La file du chômage grossit, mais elle n'avance plus...
Je ne comprends pas ça par exemple. "La file du chômage ?"
Bref je n'ai pas du tout accroché, mais j'attends que tu m'aies expliqué la chute (par MP ou sur le forum) pour noter.
EDIT : Bon je crois avoir compris la chute je note donc.

   strega   
19/6/2008
 a aimé ce texte 
Beaucoup ↓
Fouuu, ça m'a mis le moral un peu à zéro tin histoire Fly... Peut-être parce que c'est la triste vérité des choses tu me diras.

Sauf lamentable erreur de ma part (qui a dit "forcément" ? :), la fin ne me semble pas trop incompréhensible.

J'ai beaucoup apprécié les alternances de "rêves" ou réminiscences et de passages "dans le présent". Ces sortes de flash backs (qui ont existé ou genre karma) étaient assez poétiques je trouve. Et pourtant, le narrateur était aussi bien planté dans la réalité. Bon, c'est peut-être aussi juste l'imagination du narrateur pendant l'attente mais bon, j'ai aimé imaginer tout le reste.

Je suis preneuse de ce genres d'histoires. Le style est très agréable aussi, léger dans un sens, encore une fois poétique.

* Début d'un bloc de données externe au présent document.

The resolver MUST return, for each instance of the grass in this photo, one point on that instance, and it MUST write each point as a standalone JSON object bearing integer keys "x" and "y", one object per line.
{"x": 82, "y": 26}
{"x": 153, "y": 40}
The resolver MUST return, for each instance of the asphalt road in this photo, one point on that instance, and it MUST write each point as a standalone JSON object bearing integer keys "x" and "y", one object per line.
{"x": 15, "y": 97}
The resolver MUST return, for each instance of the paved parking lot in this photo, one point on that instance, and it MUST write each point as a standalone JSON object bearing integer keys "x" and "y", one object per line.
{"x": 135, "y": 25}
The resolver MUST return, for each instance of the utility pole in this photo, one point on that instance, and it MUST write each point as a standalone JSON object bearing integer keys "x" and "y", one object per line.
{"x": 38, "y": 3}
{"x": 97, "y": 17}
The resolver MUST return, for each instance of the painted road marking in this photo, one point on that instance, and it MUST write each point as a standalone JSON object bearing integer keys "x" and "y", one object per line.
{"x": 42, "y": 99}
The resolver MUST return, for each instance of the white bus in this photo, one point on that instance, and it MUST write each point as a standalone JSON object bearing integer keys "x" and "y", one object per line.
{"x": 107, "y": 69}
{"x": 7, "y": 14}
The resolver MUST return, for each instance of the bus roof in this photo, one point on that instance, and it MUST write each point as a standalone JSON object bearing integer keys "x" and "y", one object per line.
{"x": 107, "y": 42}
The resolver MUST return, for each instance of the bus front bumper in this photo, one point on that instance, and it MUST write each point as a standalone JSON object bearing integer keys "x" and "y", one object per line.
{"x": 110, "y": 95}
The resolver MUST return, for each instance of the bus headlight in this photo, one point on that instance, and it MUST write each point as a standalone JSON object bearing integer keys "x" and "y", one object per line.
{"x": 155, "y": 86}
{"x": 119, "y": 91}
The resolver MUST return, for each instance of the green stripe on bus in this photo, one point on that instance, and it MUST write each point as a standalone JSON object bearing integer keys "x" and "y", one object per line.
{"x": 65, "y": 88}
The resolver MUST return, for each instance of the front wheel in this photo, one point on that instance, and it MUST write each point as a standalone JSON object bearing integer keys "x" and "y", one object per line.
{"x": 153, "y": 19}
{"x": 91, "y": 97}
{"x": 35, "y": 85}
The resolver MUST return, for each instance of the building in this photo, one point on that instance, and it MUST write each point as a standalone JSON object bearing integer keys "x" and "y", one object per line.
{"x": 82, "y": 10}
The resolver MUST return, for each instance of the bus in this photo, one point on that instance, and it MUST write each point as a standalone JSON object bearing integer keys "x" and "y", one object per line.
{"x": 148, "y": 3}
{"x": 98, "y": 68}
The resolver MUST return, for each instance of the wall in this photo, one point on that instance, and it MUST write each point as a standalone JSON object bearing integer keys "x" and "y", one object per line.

Je rgrette juste la toute dernière phrase, qui est un peu à double sens possible pour moi, un goût de fatalisme qui ne me plait qu'à moitié. Dommage pour la dernière note du texte.

   Anonyme   
19/6/2008
D'excellentes références, assurément ! En effet, il faut être assez pointu en Histoire, pour savoir qu'aux dernières nouvelles, Jésus aurait probablement fait partie de la secte des Esséniens et pour pouvoir citer la cité d'Ur, la ville d'où provenait Abraham, l'ancêtre des Hébreux.
Oui mais...

Mais, à ma connaissance, les régressions dans les vies antérieures ne se passent pas comme ça, distraitement, "dans une file d'attente au chômage" !
Au contraire, c'est un état de consciente plutôt difficile à atteindre... quand on y arrive !
Bref, le déroulé manque de crédibilité.

N’étant pas d’accord avec le fait de juger un texte, je préfère exprimer mon ressenti en mettant « ce texte ne m'a pas vraiment touché ».

   Fly   
19/6/2008
Les critiques concernant cette nouvelle tournent toujours autour d'un malentendu; je dois donc l'assumer et m'en expliquer...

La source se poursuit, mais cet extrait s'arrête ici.